The eIDAS Regulation (European Commission, 2014) provisions and infrastructure aims to facilitate the cross - border electronic identification. The Directive 2011/24/EU (European Commission, 2011a) on the application of patients’ rights in cross border health care foresees the National Contact Point i.e. an infrastructure that was developed in the context of European Patient Smart Open Services (EPSOS) project (EPSOS, 2008) to connect the national health care infrastructure at cross - border level so that services such as ePrespriction, eConfirmation and transfer of patient summary can be offered among the European Economic Area Member States.

In this context, it is crucial to successfully connect the eIDAS infrastructure with the National Contact Point so that the services can be compliant both with the eIDAS Regulation and the Directive EU/2011/24. This connection was initially successfully tested in eSENS project (eSENS, 2013). The results of eSENS in the Health Care domain regarding the connection of eIDAS infrastructure with National Contact Point are being briefly described in this article.

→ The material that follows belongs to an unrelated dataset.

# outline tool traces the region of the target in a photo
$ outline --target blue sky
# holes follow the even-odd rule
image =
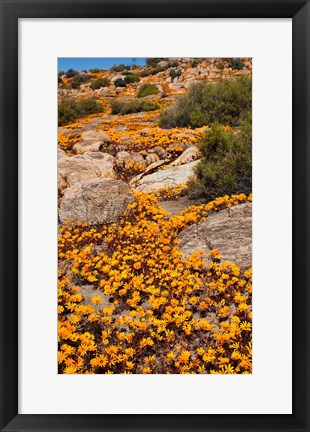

This paper aims to facilitate and accelerate the discussion on the extension of eIDAS regulation in specific domain attributes considering the example of the health care domain. The architecture and the approach that was applied in eHealth can be reused as a generic paradigm for treating additional domains in a similar way. Currently, discussions are in progress with mandates on behalf of legal persons, academic information, financial and banking information for cross border services. Therefore the paper has the following objectives apart from presenting the current legal provisions of eIDAS regulation:

  • To highlight the existing limitations of the current architecture of the eIDAS node,

  • To propose a generic solution for aggregating and handling additional attributes in the eIDAS infrastructure applied in eHealth,

The structure of this article includes the following six sections:

  • 1.

    Section 1: Introduction

  • 2.

    Section 2: eIDAS Regulation, Commission Implementing Decisions

  • 3.

    Section 3: The eIDAS node as the main interoperability infrastructure for cross border authentication

  • 4.

    Section 4: The proposal of the eSENS project regarding the attribute handling for the generic health care scenario

  • 5.

    Section 5: The results of the eSENS work

  • 6.

    Section 6: Conclusion and future work

Eidas Regulation, Commission Implementing Decisions

The scope of Regulation (EU) N°910/2014 “on electronic identification and trust services for electronic transactions in the internal market and repealing Directive 1999/93/EC” (eIDAS Regulation) is i) to ensure that people and businesses can use their national Electronic IDs to authenticate themselves to public services that are offered by other EU countries and ii) raise trust between the stakeholders in the internal market.